Exponents are a way to represent repeated multiplication of the same number by itself. For example, when you see something like \(a^n\), it means that the base \(a\) is multiplied by itself \(n\) times. Exponents can be positive, negative, or even zero.
When you encounter negative exponents, it's helpful to remember this rule: a negative exponent means you take the reciprocal of the base. For instance, \(a^{-1}\) is equivalent to \(\frac{1}{a}\). This rule is crucial when you are tasked with simplifying expressions involving negative exponents.
In this exercise, the expression \(a^{-1} + a^{-1}b^{-3}\) contains negative exponents. Converting these to their positive forms is part of simplifying the expression to meet the problem's requirement of positive exponents only.

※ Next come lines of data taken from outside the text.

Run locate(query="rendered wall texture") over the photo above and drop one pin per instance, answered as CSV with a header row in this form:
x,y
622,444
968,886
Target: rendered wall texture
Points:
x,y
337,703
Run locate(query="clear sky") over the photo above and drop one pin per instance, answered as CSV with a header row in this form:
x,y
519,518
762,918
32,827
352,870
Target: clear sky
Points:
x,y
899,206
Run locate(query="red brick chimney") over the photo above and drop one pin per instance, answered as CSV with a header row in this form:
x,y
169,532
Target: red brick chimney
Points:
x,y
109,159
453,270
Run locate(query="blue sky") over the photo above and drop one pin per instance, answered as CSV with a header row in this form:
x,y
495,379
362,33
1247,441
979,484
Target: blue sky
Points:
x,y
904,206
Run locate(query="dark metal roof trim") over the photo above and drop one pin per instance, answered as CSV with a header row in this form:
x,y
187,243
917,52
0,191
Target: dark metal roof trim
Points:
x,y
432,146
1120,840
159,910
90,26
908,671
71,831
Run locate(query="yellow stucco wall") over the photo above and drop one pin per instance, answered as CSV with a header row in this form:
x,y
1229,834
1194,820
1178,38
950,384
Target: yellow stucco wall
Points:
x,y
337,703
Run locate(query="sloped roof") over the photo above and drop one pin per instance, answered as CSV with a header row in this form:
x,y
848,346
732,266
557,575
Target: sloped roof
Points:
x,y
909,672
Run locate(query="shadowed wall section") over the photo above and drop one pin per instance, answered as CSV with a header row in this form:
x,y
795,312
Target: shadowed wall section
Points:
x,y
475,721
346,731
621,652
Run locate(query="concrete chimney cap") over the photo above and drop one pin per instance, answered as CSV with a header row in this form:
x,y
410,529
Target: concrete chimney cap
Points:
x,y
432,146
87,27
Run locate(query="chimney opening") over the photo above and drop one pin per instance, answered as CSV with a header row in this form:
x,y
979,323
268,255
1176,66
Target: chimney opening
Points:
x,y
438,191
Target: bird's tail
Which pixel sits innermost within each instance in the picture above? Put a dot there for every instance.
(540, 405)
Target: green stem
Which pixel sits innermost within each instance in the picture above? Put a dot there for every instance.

When working with fractions, combining them often requires a common denominator. The common denominator allows you to directly add or subtract the fractions by making sure the "bottoms" (denominators) are the same.
In the provided exercise, the terms \(a^{-1}\) and \(a^{-1}b^{-3}\) need a common denominator to be added together. By expressing both terms as fractions with the least common denominator \(a^{-1}b^{-3}\), they can be effectively combined into a single fraction. This step is essential for simplifying equations that involve fractional expressions.

Simplifying expressions means making them easier to understand or work with. This often involves combining like terms, factoring, or reducing fractions to their simplest form.
In this exercise, simplication includes converting terms with negative exponents into positive exponents, and combining terms under a common denominator. The initial expression, \(a^{-1} + a^{-1}b^{-3}\), is simplified to \(\frac{1}{a}(b^3 + 1)\) by rewriting it with positive exponents and simplifying the fraction. Simplification not only makes expressions easier to read but also to work with in further calculations.

Factoring is about breaking down expressions into smaller, more manageable parts, usually into products of numbers or expressions that multiply together to give the original expression.
In the context of this exercise, factoring focuses on extracting common terms from the numerator. Once the common denominator is established, the expression \(a^{-1}b^3 + a^{-1}\) is factored by taking \(a^{-1}\) as a common factor from both parts of the sum, resulting in \(a^{-1}(b^3 + 1)\).
This factored form is crucial as it directly leads to the simplified expression \(\frac{b^3}{a(b^3 + 1)}\) with positive exponents, satisfying the problem's requirement. Understanding how to factor can greatly assist in simplifying complex expressions and solving mathematical problems efficiently.